Setelah Gulseren pergi, Cihan menghubungi Dilara. Cihan terkejut
karena yang mengangkat telpon Dilara adalah Hazal. Cihan bertanya kemana
Dilara, Hazal bilang Dilara sedang ke kamar mandi dan dia memang seharian
bersama Dilara. Lalu Dilara muncul, Cihan meminta bicara dengan Dilara. Cihan
bertanya apa yang dilakukan Dilara dengan membawa Hazal pergi. Cihan meminta
Dilara mengantar Hazal pulang kembali ke ibunya. Dilara tidak mau dan
mengatakan ibunya Hazal adalah dirinya. Cihan mengancam Dilara untuk tidak
membuatnya emosi dan membuat ibunya Hazal sedih. Cihan juga mengatakan jika
Dilara tidak melakukan apa yang dia bilang, maka Dilara akan tau akibatnya.
Cihan lalu menutup telponnya.
Gulseren kembali kerumahnya, dia menghubungi Derya meminta
bertemu dengan Derya. Gulseren sangat kacau dan butuh teman.
Setelah selesai bicara dengan Cihan, Dilara mengambil kunci
mobil dan membawa Hazal pergi dengan menyetir mobil sendiri.
Sekretaris Cihan memberitahu pada Alper bahwa Cihan keluar
kantor dengan marah-marah. Alper mendapat berita baru dan menghubungi Solmaz,
teman dekatnya Dilara.
Gulseren masih bersikeras menuduh bahwa Cihan menculik Hazal
dan mengatakan dia akan melaporkan pada polisi.

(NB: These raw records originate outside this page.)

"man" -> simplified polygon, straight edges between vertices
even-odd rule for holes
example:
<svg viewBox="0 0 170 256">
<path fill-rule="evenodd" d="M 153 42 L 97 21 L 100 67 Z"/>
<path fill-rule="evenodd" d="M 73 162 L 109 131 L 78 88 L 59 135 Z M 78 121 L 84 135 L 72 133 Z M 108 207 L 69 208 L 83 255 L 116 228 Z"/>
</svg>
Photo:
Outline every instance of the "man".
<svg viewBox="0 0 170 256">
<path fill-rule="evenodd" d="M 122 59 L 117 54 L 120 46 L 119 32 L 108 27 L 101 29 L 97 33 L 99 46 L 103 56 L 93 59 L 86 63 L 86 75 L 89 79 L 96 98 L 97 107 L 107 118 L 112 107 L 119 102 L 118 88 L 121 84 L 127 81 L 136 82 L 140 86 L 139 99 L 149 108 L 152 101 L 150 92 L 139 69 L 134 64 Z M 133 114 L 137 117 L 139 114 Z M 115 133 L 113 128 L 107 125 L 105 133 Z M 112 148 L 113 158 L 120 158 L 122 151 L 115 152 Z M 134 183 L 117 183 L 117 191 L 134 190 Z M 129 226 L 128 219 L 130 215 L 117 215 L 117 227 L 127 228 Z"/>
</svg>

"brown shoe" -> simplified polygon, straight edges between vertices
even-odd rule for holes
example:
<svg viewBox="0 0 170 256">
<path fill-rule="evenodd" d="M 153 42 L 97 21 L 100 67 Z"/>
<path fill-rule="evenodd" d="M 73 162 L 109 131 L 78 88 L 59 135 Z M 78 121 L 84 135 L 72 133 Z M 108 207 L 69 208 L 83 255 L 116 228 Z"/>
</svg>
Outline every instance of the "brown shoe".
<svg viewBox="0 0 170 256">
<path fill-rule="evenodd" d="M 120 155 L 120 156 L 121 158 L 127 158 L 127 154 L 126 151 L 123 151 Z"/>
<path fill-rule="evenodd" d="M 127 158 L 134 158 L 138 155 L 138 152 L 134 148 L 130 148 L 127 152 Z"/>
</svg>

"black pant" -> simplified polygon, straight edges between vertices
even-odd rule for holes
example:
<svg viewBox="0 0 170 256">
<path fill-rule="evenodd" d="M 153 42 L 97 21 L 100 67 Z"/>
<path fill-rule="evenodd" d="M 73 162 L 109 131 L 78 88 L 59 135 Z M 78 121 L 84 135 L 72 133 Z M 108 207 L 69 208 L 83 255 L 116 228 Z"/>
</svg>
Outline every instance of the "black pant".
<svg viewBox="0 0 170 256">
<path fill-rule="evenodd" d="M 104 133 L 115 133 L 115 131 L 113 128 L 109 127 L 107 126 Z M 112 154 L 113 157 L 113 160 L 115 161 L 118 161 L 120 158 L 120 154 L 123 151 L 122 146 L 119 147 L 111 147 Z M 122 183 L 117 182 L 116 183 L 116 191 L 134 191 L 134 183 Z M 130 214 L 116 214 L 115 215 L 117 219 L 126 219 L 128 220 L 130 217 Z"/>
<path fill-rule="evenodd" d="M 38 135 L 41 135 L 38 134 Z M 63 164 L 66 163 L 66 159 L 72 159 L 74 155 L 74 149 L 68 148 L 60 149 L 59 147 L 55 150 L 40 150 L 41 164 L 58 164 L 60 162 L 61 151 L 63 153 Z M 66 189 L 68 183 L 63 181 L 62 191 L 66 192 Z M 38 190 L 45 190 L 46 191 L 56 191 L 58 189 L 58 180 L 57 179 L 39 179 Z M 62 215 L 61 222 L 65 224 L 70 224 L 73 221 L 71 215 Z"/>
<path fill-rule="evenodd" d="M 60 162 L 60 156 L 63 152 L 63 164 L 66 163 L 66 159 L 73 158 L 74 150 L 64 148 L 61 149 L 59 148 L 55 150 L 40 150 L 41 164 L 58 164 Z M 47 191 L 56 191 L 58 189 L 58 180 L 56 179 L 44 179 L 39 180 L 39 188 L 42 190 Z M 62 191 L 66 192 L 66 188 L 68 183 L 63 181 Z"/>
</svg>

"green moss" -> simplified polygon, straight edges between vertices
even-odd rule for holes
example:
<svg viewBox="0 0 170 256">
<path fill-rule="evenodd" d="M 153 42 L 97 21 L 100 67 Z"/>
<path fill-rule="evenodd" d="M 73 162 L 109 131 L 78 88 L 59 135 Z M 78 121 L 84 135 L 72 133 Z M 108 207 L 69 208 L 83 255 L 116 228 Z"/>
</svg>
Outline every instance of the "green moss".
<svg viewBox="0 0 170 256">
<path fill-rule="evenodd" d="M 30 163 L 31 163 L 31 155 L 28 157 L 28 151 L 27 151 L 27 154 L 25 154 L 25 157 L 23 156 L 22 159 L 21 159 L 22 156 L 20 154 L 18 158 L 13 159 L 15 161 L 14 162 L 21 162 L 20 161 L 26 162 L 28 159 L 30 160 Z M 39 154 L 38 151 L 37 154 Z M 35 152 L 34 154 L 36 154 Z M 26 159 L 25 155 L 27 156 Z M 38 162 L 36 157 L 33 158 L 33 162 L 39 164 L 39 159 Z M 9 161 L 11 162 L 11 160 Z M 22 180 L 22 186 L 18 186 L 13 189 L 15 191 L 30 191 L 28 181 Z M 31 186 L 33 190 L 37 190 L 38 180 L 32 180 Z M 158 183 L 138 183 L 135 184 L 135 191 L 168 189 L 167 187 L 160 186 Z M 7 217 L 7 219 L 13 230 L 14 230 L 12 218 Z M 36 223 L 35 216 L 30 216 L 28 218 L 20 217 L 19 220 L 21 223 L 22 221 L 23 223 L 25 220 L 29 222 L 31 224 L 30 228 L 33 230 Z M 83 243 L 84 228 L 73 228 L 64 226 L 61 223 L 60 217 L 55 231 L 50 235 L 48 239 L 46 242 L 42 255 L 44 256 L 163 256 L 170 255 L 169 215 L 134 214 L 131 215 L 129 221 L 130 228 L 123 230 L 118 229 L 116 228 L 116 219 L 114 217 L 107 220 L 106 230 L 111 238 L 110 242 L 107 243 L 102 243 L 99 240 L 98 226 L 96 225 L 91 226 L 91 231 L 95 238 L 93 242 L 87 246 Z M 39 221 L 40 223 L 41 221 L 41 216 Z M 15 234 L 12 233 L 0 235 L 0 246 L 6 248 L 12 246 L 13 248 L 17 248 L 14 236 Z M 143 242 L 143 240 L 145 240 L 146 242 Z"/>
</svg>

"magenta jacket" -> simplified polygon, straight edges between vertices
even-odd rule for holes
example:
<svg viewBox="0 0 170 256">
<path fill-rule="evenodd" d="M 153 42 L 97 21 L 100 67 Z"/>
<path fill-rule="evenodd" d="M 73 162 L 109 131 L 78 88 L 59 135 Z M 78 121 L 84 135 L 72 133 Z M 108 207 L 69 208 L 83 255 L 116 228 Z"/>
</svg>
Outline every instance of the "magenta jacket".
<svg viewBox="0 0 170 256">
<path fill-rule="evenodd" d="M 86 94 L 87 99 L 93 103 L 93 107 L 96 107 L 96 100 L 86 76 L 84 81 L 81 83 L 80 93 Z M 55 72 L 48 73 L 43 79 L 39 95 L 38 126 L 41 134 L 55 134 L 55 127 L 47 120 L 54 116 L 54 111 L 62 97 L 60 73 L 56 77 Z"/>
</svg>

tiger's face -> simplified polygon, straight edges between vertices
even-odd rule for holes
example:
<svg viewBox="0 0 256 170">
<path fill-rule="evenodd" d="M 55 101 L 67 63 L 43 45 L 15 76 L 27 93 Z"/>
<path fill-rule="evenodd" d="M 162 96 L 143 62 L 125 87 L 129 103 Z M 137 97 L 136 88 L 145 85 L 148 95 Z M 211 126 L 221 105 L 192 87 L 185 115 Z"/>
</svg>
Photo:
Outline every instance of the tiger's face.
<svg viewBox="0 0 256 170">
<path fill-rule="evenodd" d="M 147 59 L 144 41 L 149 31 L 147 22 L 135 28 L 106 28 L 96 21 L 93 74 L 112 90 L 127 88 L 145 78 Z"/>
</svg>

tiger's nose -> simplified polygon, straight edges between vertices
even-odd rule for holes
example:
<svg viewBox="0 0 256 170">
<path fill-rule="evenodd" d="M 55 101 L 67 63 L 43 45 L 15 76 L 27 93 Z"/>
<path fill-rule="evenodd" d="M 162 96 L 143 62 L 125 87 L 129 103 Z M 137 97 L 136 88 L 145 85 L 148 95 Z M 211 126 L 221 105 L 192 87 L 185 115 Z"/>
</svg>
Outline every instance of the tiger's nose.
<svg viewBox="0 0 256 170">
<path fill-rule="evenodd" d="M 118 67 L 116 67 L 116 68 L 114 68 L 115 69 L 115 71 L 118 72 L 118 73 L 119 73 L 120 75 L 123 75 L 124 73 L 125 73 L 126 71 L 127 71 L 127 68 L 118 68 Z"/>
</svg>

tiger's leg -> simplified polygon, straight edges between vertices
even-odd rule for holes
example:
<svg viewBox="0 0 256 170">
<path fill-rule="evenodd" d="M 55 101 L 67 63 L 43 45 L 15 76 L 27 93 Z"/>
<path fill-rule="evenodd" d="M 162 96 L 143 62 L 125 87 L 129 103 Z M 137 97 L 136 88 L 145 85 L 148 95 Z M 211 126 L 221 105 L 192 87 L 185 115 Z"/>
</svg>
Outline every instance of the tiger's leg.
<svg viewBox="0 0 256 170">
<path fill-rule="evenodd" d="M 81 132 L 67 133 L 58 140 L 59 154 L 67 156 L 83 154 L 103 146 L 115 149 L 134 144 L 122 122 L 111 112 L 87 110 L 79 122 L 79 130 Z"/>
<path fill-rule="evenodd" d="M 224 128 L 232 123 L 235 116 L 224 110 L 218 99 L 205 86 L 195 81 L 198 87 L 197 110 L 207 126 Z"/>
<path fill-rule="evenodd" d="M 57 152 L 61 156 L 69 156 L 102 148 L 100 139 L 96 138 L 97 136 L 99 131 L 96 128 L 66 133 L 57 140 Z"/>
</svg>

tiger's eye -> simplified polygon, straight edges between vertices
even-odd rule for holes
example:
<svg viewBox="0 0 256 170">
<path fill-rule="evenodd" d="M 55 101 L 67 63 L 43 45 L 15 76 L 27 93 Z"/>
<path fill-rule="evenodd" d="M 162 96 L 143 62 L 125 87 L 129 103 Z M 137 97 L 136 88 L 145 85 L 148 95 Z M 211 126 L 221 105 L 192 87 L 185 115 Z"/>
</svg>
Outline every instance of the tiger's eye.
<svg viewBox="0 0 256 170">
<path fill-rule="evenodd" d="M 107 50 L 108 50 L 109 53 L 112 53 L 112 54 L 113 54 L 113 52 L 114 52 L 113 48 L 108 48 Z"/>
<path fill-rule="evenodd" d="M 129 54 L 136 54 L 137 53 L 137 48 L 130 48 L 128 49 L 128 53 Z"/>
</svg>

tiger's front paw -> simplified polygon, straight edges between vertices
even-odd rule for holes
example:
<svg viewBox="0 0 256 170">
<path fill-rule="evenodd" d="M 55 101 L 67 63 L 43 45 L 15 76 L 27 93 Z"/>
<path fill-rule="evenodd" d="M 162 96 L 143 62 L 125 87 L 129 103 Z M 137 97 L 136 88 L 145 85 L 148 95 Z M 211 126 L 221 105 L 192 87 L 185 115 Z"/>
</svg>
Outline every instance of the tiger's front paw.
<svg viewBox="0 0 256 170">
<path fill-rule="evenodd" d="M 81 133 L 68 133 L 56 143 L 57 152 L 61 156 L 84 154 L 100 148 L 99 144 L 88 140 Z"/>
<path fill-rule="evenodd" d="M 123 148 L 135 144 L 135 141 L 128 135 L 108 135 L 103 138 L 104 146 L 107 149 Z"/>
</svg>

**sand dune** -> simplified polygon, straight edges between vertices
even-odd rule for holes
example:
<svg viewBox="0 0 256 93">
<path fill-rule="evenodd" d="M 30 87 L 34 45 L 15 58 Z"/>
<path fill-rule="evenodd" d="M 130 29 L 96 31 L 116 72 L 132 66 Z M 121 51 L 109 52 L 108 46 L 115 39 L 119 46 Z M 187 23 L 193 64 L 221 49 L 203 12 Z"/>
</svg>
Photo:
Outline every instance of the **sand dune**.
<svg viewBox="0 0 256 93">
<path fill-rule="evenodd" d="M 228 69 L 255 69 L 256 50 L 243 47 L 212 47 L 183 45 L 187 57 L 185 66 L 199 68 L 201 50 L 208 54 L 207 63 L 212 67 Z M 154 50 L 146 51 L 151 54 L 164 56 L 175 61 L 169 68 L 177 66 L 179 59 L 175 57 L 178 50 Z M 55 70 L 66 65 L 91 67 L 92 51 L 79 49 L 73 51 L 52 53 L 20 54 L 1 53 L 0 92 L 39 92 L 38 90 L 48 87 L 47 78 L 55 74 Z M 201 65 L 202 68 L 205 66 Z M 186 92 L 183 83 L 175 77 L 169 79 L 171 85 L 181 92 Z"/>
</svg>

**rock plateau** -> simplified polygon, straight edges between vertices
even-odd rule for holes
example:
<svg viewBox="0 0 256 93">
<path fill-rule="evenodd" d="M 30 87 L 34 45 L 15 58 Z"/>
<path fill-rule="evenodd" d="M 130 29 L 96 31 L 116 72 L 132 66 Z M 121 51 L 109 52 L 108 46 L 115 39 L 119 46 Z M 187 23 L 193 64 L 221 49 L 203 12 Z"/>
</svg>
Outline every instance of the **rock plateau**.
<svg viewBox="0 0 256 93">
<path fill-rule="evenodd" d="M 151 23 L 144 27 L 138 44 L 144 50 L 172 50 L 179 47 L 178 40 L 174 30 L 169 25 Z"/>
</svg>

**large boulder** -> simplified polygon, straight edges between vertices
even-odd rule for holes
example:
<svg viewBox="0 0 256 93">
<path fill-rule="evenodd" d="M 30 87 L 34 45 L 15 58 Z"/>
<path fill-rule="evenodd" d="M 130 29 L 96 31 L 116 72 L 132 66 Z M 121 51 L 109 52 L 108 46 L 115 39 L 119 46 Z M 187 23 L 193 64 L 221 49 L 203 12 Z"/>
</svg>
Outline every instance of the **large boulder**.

Derya berusaha mencegah tapi
Gulseren sudah tidak mau mendengarkan siapapun.
Disepanjang perjalanan, Hazal bercerita mengenai sekolahnya
yang jelek dan sudah pernah terjadi ledakan kimia di laboratoriumnya. Hazal
juga bertanya dimana Cansu bersekolah. Cansu bersekolah di sekolah pribadi,
Hazal berkata sungguh enaknya nasib Cansu bersekolah disekolah yang sangat bagus.
Dirumah, Cansu dan Ozan serta pembantu rumah dihibur oleh
kakeknya Rahmi. Mereka bercerita panjang lebar bahkan sesekali membuat semua
orang yang ada disana tertawa bahagia.
Dilara membawa Hazal pergi dan seharusnya jika Dilara akan
menuju rumahnya, mereka menyebrang tapi Dilara membawa Hazal kembali
kerumahnya. Hazal berharap Dilara akan membawanya kerumah bagus mereka tapi
Dilara ingin mengantarkan Hazal pulang kerumah Gulseren. Hazal terlihat kecewa
karena harapannya musnah.
Gulseren pergi ke kantor polisi melaporkan bahwa anaknya
hilang. Tentunya polisi bertanya siapa dan umur anaknya bahkan siapa yang
dicurigai oleh Gulseren. Gulseren mengatakan bahwa ayah kandungnya yang membawa
anaknya. Polisi pastinya berpikiran bahwa Gulseren dan suaminya bercerai dan
siapa yang memiliki hak asuh.
Dilara mengantarkan Hazal pulang kerumahnya. Hazal marah
karena Dilara tidak sayang padanya justru mengantarkannya kembali kerumah
Gulseren. Dilara berusaha menjelaskan tapi Hazal sudah sangat kecewa. Dia
berharap akan tinggal dirumah mewah bersama keluarga yang kaya.